I don’t think I have ever said this exactly and I have learned that this does not seem to be the case.
Trying to loosely categorise suicidal people has led me devise this, very unscientific, list:
1: truly suicidal
2: potentially suicidal
4: cry for help
5: attention seeking
6: drunk and 1-5
How do you determine between them? How can Crisis Teams take such a different risk assessment on the same facts than the police will take.
How do you determine the difference between 1 and 5 or 6 if both are hanging over the edge of a bridge?
Ultimately the police (and ambulance / fire) are most likely to be the services dealing with such a situation.
Which takes us back to training. With the exception of trained negotiators, police officers have had no suicide intervention training and there is nothing within the police service which provides any form of after care for a suicidal person. There is no “suicide intervention” department. We crisis manage and then refer back to the health service.
There are charities and voluntary services out there who can help but I don’t think we have really and properly tapped into their resources.
Another stark difference can be found when you look at what happens if someone calls the police and says they are suicidal and if someone calls The Samaritans and says the same thing.

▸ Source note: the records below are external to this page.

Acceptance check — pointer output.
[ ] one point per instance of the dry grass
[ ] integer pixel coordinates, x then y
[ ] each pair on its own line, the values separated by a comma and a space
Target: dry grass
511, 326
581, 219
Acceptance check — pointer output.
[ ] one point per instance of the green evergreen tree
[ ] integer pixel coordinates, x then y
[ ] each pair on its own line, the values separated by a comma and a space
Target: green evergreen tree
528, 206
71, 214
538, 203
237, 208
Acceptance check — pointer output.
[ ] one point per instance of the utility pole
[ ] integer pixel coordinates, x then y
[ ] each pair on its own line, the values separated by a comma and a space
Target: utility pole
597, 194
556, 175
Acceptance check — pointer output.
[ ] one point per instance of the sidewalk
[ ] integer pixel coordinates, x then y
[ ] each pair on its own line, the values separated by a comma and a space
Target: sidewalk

The Samaritans are a charity and are not beholden to Article 2 of the Human Rights Act of course but their staff are probably a damn site more effectively trained to deal with a suicidal caller than a police call taker.
Police response is to send a unit. The Samaritans don’t do that.

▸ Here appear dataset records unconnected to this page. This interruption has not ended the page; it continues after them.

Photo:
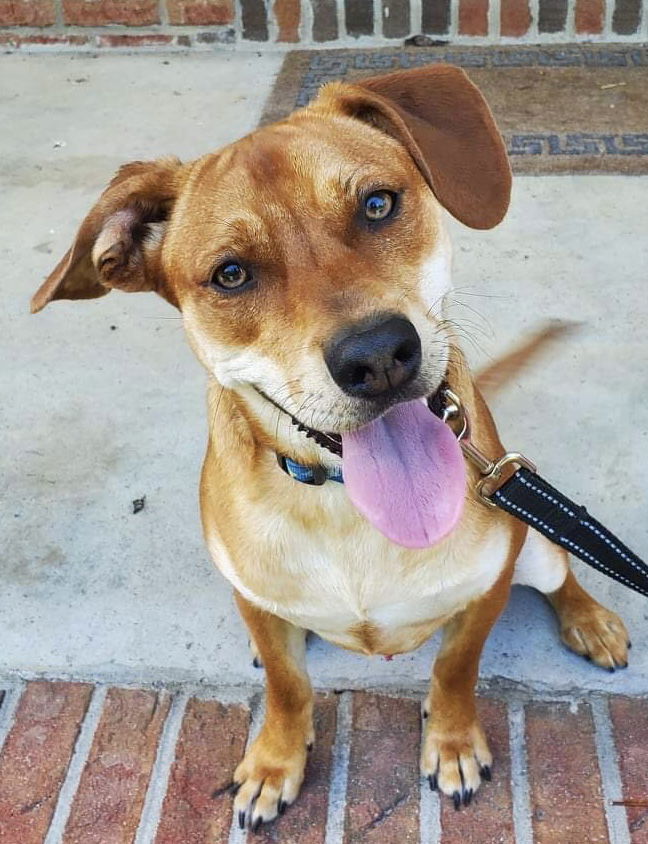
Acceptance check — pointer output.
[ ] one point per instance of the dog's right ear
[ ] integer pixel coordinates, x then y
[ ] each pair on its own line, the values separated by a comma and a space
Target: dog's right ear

The upshot of all this, it would seem, is that the only organisation who routinely and consistently treat a “suicidal” caller as presenting an immediate high risk are – the police.
Why is this? Have the police become so risk averse that they daren’t do anything else? Is the health service not taking risk assessment seriously?
Is it because the police have been so heavily and scrutinised and criticised where things have not ended well?
Has this level of scrutiny and criticism ever been equally applied to mental health teams?
Is there as effective and intrusive a body as the IPCC looking into possible shortfalls in the Health Service?
If there isn’t – shouldn’t there be?
It all comes back to the question I posed in “Whose Line is it Anyway?” – if it isn’t a medical issue and the police have no powers or training to deal with it then who should take primacy in dealing with suicide intervention?
Put it it another way – why do we expect an agency with no powers or training or support services in suicide intervention to deal with suicide intervention?
This really isn’t computing with me and the more I think about it the more confused I get.
How can one agency say “this person is drunk and we aren’t helping” whilst another is left standing there thinking “What do we do now? We can’t just leave.”
Should police “just leave” after making a number of sensible calls for advice and assistance.
I am pretty sure that the subject of suicide intervention is probably worthy of a national summit. A national summit involving all interested agencies and charities.
Would anyone in a position of authority like to organise one because this needs thrashing out?